Lion City Lit: OF ZOOS

Asian Books Blog is based in Singapore. Our regular column Lion City Lit explores in-depth what’s going on in the City-State, lit-wise. Here Lucía Damacela continues her occasional series highlighting Singapore online literary magazines, by talking to New York-based Kimberley Lim and Singapore-based Hao Guang, respectively the founding editor and the co-editor of OF ZOOS, an annual, theme-based, online magazine publishing poetry and poetically sensible art by Singaporeans for Singaporeans, and for everyone else. It published its first issue in April 2012.  




What were the beginnings of OF ZOOS?
Kim: I was majoring in English with a concentration in Poetry Writing at the University of Virginia, where I had volunteered for a campus-based literary journal.  I was amazed by how easy it seemed to be. Why couldn't I use my local platform to do it for Singaporeans  - and everyone else, as is our motto? 

How does OF ZOOS fit into the Singapore literary landscape?
Kim: So often, writers have a ready-made poetry portfolio that they repackage and ship out to multiple magazines in hopes of publication. Nothing is wrong with that. But I wanted to do things differently; challenge writers to create work in line with a theme for every issue; to come up with something new. 

OF Zoos also wants to encourage people who don't typically see themselves as poets - whether long-form writers, visual artists, musicians, cinematographers, or even people who love poetry but have never written it - to see themselves as poets. One of the missions of OF ZOOS is to simply provide a platform for experimental voices. 

Could you comment on recent changes to the literary landscape in Singapore?
HG: Since 2012 it's really become a more complex and uncategorisable place - which is very good. There are more writers, books, and avenues for publication. Math Paper Press has grown into a major player, Epigram has opened a London office, and a rash of newer online journals has started to spread. There are literary groups and organisations working to build up other parts of the literary ecosystem. The Select Centre holds a translation festival and a translator's lab. Singapore Unbound is based in the US and encourages dialogue between writers from there and here through a festival, a fellowship, and a soon-to-come press. The Poetry Festival is returning Singapore literary culture back to a part of its history by actively placing work in different languages on the same platforms. Sing Lit Station, another non-profit I'm helping out at, runs numerous projects designed to connect readers with writers, and build up writers. Book-a-Writer is our new workshop directory catered to schools. Manuscript Bootcamp is an incubator for future writers. poetry.sg is a poetic history portal. SingPoOnTheSidewalks and Sing Lit Body Slam bring poetry to our pavements and neighbourhoods.  Then there's the Facebook-driven Singapore Poetry Writing Month, on now, where 4000+ people tune in to daily writing prompts. It's a wild, wild world, and we couldn't be happier to play a small but hopefully meaningful part in it.

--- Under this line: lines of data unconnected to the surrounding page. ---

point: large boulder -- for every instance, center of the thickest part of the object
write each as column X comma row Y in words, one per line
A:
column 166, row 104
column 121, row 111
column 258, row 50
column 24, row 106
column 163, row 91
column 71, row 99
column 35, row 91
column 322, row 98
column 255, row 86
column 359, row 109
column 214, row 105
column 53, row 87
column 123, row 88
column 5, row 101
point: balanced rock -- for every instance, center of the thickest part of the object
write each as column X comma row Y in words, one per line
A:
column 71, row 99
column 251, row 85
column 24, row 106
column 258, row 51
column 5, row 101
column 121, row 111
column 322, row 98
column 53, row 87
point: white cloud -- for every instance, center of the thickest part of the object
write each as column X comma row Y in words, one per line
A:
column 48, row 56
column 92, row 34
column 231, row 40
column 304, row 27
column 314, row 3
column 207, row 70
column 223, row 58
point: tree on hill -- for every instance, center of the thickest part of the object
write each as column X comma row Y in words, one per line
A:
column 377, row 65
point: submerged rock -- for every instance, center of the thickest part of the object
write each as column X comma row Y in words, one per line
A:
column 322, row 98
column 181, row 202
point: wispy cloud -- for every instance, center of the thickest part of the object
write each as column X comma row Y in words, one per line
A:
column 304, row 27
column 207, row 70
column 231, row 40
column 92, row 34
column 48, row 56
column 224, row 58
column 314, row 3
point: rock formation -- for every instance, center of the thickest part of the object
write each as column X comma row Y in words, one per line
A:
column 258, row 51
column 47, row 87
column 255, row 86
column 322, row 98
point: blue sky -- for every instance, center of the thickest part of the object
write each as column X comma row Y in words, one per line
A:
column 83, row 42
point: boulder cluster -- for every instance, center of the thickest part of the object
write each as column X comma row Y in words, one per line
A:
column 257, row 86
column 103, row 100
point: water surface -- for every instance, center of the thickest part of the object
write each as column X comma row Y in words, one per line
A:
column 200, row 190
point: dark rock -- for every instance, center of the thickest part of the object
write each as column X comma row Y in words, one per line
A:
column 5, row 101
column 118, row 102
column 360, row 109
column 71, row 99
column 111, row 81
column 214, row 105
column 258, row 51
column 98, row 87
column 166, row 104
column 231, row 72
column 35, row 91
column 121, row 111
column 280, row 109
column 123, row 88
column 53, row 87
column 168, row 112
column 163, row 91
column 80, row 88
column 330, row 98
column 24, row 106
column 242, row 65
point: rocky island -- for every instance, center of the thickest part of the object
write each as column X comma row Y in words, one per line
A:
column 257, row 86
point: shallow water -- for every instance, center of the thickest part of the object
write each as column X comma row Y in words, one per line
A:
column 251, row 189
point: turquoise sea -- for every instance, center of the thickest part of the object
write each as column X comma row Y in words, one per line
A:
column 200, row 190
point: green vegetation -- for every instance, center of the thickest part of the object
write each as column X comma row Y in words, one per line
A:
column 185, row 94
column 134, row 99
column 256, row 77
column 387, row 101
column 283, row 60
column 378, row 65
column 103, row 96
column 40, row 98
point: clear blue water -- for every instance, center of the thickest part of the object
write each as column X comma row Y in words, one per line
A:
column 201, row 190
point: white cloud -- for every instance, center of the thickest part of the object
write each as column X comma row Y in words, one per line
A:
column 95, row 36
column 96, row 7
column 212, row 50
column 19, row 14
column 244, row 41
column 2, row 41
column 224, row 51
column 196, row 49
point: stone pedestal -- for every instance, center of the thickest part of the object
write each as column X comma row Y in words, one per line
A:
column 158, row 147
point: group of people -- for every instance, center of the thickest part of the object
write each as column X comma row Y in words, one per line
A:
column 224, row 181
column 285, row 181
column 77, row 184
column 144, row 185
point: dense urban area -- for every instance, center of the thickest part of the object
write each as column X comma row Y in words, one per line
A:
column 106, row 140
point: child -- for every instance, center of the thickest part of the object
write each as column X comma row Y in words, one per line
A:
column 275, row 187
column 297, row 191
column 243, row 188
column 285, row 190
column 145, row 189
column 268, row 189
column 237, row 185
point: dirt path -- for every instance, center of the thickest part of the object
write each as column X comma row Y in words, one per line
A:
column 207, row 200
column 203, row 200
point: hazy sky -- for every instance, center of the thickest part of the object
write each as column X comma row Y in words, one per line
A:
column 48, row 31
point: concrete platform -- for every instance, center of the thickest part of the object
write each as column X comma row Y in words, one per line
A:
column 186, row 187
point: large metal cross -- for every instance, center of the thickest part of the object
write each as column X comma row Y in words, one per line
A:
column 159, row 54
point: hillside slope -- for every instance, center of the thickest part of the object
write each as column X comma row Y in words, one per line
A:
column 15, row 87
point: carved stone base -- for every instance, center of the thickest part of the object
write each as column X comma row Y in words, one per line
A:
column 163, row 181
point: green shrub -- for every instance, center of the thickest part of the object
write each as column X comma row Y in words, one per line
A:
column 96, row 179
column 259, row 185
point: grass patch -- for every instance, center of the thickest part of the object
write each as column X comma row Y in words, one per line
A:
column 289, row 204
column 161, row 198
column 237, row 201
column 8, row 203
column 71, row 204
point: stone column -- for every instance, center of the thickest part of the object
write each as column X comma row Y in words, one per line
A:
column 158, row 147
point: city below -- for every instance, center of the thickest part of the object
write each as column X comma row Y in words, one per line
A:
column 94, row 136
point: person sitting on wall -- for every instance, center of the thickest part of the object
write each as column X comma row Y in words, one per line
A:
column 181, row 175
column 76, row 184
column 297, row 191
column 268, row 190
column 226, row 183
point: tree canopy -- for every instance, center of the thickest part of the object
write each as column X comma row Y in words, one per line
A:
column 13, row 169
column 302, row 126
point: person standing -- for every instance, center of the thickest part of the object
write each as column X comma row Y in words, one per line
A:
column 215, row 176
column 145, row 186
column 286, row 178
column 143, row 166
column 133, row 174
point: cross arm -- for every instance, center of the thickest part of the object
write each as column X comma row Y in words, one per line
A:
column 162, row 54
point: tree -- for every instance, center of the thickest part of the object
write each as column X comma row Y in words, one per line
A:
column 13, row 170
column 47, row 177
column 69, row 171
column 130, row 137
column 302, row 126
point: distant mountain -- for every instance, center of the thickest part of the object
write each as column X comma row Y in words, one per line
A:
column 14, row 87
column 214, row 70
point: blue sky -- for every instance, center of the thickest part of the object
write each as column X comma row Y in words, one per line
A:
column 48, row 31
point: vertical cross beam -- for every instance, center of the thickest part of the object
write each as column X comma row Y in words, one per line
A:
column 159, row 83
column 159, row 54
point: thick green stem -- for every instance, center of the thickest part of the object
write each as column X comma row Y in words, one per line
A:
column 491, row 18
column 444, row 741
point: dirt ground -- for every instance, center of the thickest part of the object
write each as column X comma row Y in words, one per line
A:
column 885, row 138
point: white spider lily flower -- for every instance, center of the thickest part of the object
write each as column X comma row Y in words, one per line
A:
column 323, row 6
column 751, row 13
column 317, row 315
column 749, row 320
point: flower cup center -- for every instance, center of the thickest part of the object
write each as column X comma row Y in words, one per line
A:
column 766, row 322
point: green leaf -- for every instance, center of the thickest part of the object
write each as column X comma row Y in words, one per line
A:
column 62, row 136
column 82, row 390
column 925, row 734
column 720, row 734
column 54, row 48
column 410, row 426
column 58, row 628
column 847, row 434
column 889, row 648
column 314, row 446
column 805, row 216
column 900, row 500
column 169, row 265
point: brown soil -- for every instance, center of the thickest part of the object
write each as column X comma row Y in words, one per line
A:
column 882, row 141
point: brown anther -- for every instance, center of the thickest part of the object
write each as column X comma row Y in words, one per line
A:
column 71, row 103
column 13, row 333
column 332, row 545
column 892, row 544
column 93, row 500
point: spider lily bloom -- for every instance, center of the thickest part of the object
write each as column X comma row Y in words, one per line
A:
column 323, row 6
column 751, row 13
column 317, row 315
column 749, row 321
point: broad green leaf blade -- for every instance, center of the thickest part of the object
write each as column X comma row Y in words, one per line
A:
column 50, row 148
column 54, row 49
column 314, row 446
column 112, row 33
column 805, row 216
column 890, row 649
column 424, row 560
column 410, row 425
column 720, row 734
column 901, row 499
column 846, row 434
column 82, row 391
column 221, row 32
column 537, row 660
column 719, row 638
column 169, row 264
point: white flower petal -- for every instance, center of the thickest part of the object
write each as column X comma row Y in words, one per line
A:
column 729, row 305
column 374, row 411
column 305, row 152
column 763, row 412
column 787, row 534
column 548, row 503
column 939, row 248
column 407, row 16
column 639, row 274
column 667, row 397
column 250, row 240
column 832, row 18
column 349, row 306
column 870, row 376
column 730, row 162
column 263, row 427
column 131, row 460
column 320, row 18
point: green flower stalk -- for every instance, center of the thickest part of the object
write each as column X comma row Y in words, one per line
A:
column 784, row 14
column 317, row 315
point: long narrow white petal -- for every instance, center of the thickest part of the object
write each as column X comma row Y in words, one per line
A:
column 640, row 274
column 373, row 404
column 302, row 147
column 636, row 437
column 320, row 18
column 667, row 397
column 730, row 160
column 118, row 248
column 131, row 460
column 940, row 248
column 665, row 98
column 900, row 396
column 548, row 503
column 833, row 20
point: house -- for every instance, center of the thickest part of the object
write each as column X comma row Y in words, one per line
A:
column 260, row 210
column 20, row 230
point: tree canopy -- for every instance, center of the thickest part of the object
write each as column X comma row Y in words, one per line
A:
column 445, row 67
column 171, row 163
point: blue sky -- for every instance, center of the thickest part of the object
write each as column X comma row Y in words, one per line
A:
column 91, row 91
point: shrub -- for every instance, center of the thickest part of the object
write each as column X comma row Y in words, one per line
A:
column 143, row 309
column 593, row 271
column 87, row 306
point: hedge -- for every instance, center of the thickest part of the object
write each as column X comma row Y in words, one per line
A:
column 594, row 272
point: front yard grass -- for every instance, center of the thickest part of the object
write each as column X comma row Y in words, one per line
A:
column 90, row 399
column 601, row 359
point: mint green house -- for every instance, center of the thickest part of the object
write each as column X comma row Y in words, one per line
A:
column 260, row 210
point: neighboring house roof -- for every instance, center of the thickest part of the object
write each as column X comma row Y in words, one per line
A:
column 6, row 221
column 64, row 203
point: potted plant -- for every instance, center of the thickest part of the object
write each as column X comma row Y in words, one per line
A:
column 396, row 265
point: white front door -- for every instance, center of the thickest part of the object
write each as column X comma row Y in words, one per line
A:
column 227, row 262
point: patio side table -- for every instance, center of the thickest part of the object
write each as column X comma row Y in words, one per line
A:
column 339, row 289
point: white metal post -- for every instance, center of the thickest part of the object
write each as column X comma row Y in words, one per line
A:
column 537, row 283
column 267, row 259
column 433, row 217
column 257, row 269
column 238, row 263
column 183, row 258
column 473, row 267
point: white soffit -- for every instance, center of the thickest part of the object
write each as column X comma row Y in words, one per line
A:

What types of work do you publish?
Kim: We want to celebrate ideas, difference, experiments, and poets who dare. We want contributors and readers to be challenged into new (and weird) ways of thinking. Cross-pollination and diversity is also very important to us, and we like poets to work with each other, across boundaries, to come up with new monsters. Of course, we also welcome traditional forms, which make up a huge part of past issues.  We are extremely excited about our next issue, Faithless Translations. We are currently accepting submission for this.

What about the current issue?  
HG: It’s on Englishes jargon and translations. I'd like to draw your attention to Abdul Hamid's work. He is one of a very few writers committed to investigating the uses of Singlish beyond verisimilitude or comedy. It's the kind of work that changes the idea of what is possible in local poetry in a significant way.

What are the challenges and opportunities for literary zines/journals in Singapore?
Kim: Challenges: we don't have many published literary zines that work on subscription basis, i.e. we aren't monetised. So, we have to be volunteer-run, because it's hard to get people to pay to read poetry. Opportunities: The scene is burgeoning, there are so many zines around, and you can just up and start your own, if you have the passion. I didn't have the resources and I didn't have the know-how, but I did have an idea.

HG: Kim's challenge is my opportunity. I love working as lean as possible because it forces us to think of innovative new things for cheap. We have no stakeholders besides ourselves, our writers, and our readers, so we can be super flexible - versus if we had, say, customers, or government grant money. Of course, it would be nice to have money, but honestly, I don't know what we would put it into. Hosting? Paying contributors? It wouldn't make sense to profit from this. But yes, one thing we do lack in the zine/journal scene is money in general. Sing Lit Station may be trying to remedy that, I hear. 

I think there may be too many journals for the number of people reading and writing here - the question we all have to struggle with is: what new thing does your journal add to the full plate? For OF ZOOS it's pretty simple: process-driven themes, and a sense of playfulness. My first connection with the magazine was as a contributor, and those things are what drew me to submit in the first place. And later, I hopped on board Kim's crazy train as an editor, and here we are!